Konur Sokak, Ankara'nın avucundan kayarken, her bir dükkân genişlettiği balkonuyla sokağı kaplarken, Kızılay'da kültür, ardı sıra açılan 1 milyoncu dükkânlarla, bazaarlarla takas edilirken, Türkiye üzerine büyük eleştiriler getirmeyi başlıca hedef sayan Mülkiyeliler Birliği ve Mimarlar Odası, daha kendi sokağının önünü temizleyemeden nasıl olur da memleket sevdasına düşer! Bu stk'lar nasıl olur da kendileriyle bu konuda paralel düşündüğünü sandıkları Çankaya Belediyesi ile işbirliğine giderek Kızılay'ın çölleşmesine karşı ses çıkaramazlar! Evet, önce Ulus'a tecavüz eden sapık, son bir yıldır Kızılay'a tacize başladı ve korkarım mangalda kül bırakmayan, 1 Mayıs yürüyüşleri için üyelerine davetiyeler gönderen parti ve sendika ve stk’lardan oluşan külhanbeyleri bu sapığa ses çıkarmazsa, mahalle(li)nin namusunu korumazsa, Kızılay'da adım atacak mekân bulmakta dahi güçlük çekeceğiz.

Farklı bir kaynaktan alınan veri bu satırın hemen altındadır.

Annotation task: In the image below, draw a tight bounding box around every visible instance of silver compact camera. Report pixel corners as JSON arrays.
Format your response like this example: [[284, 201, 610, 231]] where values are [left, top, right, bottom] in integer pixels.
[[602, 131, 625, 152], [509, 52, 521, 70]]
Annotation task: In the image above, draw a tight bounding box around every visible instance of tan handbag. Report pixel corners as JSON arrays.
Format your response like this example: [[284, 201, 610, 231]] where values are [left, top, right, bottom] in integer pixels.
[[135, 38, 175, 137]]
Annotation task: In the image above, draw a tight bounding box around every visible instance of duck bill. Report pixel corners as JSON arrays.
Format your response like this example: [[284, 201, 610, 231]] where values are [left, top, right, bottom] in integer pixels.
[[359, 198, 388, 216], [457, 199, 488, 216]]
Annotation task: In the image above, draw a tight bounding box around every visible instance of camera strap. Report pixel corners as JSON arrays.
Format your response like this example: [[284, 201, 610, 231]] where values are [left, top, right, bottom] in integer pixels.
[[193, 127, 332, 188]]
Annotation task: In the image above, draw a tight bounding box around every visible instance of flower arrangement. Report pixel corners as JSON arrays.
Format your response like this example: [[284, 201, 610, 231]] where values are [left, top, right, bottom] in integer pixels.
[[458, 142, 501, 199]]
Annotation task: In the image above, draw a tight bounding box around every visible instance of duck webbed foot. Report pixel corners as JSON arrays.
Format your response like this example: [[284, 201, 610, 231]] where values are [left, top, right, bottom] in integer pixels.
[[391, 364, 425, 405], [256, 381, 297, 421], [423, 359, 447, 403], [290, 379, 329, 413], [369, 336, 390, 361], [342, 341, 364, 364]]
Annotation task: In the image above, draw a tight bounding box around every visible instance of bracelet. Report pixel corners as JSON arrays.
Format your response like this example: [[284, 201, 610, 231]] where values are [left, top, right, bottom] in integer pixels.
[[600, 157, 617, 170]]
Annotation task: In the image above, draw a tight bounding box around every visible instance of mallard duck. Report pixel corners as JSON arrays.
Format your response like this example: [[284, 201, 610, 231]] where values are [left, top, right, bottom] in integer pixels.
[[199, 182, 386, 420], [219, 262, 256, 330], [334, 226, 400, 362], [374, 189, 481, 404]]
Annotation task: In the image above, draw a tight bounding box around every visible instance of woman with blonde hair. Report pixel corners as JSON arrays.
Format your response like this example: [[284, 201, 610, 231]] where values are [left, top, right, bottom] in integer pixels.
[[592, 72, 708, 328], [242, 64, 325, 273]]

Basit, anti-emperyalizmle, kapitalizmle ilgisi olmayan(?), gayet gündelik sorunlarımız bir yanda; Taksim'de toplanmaya odaklanan fakat kendi önünü göremeyen cenahın körleşmesi diğer yanda...

Taksim’e çıkmaya uğraşanlara kolay gelsin,
Ne var ki herkes ertesi sabah kendi mahallesinde sabaha uyanacak,
Otobüste tıklım tıkış birbirinin terini soluyarak ayılacak,
Polis ceza yazmasın diye sabah jimnastiğini dolmuşçunun ‘çök-kalk’ komutlarıyla yapacak,
Sömürü dediği şeyi işyerinde tadacak,
Pis havayı bile Taksim’de değil, memleketinde soluyacak…
İşçi değil, “çokluk”ların birliği belli bir mekâna, Taksim’e sabitlenemez,
Sömürünün gündelik hayata etkisini engellemeye uğraşmayan,
Elbet Taksim’i sorgusuzca ‘işgal’ etmeyi birinci hedef sayacak,
Zira Taksim’den başka bir yerde söyleyecek sözü, icraatı olmadığını biliyor…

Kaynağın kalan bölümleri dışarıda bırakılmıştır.